Response 47: Thank you for this suggestion. The correction has been made at line 418.

Comment 48: Supplemental Data

Ranges in these tables ought to be indicated by en-dashes, not hyphens.

Response 48: Thank you for this suggestion. All relevant hyphens have been replaced with en-dashes.

Your comprehensive critique has significantly improved the manuscript’s clarity, methodological transparency, and scholarly value. We are grateful for the time and expertise you invested in helping us strengthen this contribution to elephant osteology. We hope the revisions meet your expectations and respectfully welcome any further feedback.

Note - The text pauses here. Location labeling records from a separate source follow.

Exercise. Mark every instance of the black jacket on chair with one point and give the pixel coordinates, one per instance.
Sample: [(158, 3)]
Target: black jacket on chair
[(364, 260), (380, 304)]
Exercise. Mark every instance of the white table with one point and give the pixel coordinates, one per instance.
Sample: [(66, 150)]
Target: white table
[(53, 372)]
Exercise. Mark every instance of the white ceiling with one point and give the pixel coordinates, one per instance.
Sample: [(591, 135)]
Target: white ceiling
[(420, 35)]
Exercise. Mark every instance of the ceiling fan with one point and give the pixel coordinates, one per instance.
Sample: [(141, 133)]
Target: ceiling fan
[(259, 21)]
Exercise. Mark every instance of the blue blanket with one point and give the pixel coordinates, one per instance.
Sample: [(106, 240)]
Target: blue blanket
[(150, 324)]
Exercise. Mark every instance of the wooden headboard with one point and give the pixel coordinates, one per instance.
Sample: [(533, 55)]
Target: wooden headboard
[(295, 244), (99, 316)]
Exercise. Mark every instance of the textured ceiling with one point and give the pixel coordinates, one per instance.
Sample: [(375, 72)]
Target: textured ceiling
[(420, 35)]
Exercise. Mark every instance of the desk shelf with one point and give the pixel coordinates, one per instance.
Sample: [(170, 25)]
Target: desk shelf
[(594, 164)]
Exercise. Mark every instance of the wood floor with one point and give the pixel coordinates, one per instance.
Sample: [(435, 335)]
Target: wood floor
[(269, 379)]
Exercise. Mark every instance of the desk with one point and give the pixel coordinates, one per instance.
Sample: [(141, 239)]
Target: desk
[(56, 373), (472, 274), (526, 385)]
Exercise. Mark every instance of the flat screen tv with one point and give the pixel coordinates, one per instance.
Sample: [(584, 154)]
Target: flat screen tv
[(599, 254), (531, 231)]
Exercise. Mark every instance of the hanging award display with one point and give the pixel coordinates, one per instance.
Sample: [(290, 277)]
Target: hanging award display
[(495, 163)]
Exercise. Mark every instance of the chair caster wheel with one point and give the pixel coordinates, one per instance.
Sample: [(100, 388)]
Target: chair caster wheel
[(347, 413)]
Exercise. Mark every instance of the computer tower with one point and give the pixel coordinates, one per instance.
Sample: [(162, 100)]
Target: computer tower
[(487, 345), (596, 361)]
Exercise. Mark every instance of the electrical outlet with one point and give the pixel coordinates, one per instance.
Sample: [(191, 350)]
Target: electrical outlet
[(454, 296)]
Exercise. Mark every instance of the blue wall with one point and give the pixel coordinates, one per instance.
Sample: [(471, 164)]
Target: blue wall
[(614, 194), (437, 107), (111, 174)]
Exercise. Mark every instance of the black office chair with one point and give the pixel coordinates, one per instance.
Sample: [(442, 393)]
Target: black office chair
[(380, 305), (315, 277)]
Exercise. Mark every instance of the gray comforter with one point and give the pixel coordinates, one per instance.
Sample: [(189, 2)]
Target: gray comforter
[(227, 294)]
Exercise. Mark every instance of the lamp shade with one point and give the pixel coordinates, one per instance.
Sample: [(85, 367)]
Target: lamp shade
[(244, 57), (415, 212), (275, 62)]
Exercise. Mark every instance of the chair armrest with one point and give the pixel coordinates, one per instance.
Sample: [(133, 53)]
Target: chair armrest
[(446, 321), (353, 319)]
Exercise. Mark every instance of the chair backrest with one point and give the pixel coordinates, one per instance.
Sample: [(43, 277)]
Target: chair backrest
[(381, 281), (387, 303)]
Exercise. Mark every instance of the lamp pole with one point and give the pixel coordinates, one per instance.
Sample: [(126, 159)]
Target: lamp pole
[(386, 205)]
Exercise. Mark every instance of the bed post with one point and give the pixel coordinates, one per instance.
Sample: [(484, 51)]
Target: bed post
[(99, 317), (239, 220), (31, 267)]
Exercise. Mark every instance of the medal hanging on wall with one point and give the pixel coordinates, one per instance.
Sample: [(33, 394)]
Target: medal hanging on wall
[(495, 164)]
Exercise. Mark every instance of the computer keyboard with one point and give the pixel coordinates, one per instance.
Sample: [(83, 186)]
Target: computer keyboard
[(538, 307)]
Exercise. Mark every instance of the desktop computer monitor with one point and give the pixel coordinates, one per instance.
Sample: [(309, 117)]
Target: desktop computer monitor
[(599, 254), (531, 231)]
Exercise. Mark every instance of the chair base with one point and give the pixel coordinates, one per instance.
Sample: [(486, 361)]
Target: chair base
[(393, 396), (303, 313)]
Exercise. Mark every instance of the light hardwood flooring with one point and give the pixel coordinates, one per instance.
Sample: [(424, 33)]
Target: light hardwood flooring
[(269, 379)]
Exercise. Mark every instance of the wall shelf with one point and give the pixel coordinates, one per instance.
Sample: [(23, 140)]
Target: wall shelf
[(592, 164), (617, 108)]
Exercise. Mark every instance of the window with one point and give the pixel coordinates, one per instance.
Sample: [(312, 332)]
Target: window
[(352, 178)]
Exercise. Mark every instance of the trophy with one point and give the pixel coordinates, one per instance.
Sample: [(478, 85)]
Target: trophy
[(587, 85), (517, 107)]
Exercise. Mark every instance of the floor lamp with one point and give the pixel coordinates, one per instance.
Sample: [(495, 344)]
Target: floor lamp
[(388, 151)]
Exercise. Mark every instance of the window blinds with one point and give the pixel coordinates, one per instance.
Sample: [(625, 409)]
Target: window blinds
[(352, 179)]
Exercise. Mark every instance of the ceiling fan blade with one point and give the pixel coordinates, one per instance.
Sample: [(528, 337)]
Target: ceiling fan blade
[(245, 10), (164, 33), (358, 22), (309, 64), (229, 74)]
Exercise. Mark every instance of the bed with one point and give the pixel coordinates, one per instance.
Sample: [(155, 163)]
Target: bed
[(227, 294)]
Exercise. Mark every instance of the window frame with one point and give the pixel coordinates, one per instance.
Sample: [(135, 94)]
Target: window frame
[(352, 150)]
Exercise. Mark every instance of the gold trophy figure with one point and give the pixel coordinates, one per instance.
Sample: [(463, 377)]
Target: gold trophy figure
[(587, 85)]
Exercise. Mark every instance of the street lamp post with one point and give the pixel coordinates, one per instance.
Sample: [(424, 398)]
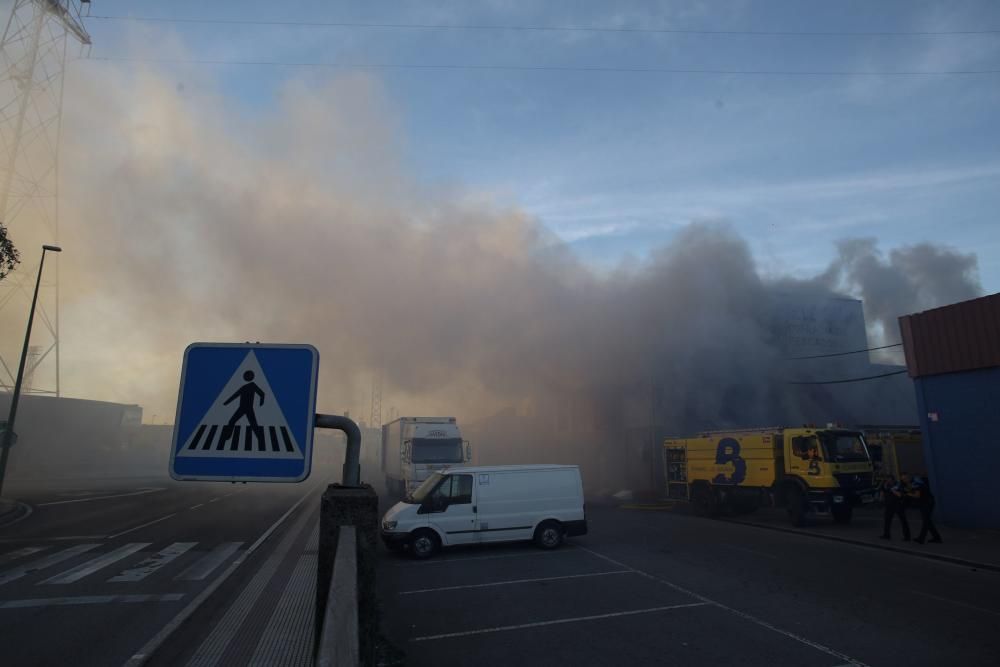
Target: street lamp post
[(8, 433)]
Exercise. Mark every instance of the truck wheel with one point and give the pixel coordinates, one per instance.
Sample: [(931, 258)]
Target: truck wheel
[(549, 535), (424, 544), (743, 506), (703, 499), (796, 506), (842, 514)]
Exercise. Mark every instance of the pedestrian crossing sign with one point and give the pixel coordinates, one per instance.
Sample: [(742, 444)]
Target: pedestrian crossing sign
[(245, 412)]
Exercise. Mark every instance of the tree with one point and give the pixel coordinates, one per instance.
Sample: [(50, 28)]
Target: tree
[(9, 256)]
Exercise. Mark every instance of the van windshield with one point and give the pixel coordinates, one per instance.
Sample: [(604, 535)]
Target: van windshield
[(421, 492)]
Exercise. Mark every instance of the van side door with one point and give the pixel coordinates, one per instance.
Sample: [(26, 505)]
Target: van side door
[(451, 510)]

Thank you again for your constructive guidance.

Sincerely,

Dr. Burin Boonsri

Faculty of Veterinary Medicine, Chiang Mai University

burin.b@cmu.ac.th

Author Response File: Author Response.pdf

Round 2

Reviewer 1 Report

Comments and Suggestions for Authors

The version is better. 

Author Response

Comment 1: The authors have cited 7 ( [4] ,[8 -13]) of their own
publications. The works are right, and the referness are relevant, but I
thinak the necessary maybe not high. Please ask change the sentences L58-60.

Response 1: Thank you for pointing out the excessive self-citations. We have removed our own references [4], [8], and [12] at Lines 58–60 and replaced them with cited sources that support the statement. The sentence has been rewritten to improve clarity and reduce self-citation. Changes made are highlighted in yellow in the revised manuscript.

Reviewer 2 Report

Comments and Suggestions for Authors

No further suggestions 

Author Response

Comment: -

Response:  Thank you for taking the time to evaluate our revisions and for confirming that you have no further comments. We greatly appreciate your constructive feedback throughout the review process.